ALLAN HOBSON: That’s possible. Even at that level you encounter the same problem of wondering whether this is evidence of anything other than purpose and expectation.
DALAI LAMA: I know some Tibetans who lived in Tibet prior to the 1959 uprising. Before their escape from Tibet, they did not know about the natural trails and passes by which to get over the Himalayas into India. Some of these people I met had very clear dreams of these tracks and, years later, when they actually had to follow the actual trails, they found that they were already familiar with them because of the very clear dreams they had had previously.
ALLAN HOBSON: This is a so-called precognitive dream, and there are many examples of this in the West as well. I would like to defer discussion of that until later, as it is an important question.
Dr. Hobson closed his presentation with another drawing based on a dream image: a man riding one of two bicycles which are connected by an elaborate magical device.

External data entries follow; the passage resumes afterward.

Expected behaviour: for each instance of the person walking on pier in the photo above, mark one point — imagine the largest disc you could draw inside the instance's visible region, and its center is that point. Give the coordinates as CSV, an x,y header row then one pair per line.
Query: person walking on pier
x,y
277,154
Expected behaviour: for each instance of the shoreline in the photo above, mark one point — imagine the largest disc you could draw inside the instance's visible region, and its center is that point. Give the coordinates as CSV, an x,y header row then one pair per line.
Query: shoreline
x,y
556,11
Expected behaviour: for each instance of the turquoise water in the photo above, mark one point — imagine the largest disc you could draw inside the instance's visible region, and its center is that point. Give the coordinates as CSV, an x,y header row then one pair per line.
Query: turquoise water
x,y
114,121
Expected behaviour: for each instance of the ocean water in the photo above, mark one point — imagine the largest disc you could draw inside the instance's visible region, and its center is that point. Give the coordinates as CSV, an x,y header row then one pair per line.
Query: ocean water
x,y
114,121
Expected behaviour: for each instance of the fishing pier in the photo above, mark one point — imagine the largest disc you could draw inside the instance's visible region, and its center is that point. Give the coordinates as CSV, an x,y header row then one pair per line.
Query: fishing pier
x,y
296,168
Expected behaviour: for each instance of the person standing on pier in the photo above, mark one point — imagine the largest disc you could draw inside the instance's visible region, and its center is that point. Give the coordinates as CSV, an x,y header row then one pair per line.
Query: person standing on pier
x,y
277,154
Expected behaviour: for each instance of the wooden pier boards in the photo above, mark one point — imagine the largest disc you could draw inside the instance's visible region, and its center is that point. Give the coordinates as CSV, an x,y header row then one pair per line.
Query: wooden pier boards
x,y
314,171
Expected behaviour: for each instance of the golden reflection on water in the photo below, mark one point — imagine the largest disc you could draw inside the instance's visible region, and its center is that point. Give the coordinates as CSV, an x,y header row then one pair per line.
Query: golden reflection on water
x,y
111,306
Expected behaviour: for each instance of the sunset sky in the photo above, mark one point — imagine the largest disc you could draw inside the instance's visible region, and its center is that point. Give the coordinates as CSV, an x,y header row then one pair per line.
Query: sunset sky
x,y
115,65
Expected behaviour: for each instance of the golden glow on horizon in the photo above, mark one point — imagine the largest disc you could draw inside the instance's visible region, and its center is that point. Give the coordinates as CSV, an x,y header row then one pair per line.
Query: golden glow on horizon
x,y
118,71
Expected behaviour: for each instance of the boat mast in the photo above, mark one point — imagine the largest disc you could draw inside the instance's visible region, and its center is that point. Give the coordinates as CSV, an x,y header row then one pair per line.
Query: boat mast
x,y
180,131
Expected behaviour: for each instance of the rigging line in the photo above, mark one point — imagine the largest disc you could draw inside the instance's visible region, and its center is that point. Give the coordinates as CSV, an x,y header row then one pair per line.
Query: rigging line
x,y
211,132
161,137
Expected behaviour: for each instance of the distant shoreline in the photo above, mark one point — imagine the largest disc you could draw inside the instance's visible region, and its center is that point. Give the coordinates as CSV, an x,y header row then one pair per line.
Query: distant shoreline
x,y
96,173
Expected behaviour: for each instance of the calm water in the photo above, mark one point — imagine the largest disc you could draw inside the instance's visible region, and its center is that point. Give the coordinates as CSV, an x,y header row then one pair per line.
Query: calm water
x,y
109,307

ALLAN HOBSON: The good news is that dreaming is an autocreative state. Its plasticity can be utilized for a number of different purposes. This picture shows another drawing of a dream which indicates the autocreative nature of dream experiences. What does it mean that there is no one sitting on the second bicycle? The dreamer is a bachelor who throughout his dream journal complains of the fact that he has no companion. Now this is an interpretation and probably can never be proved scientifically, but it is nonetheless poetically intriguing. Dreams are often poetically compelling and we should not lose sight of that important point.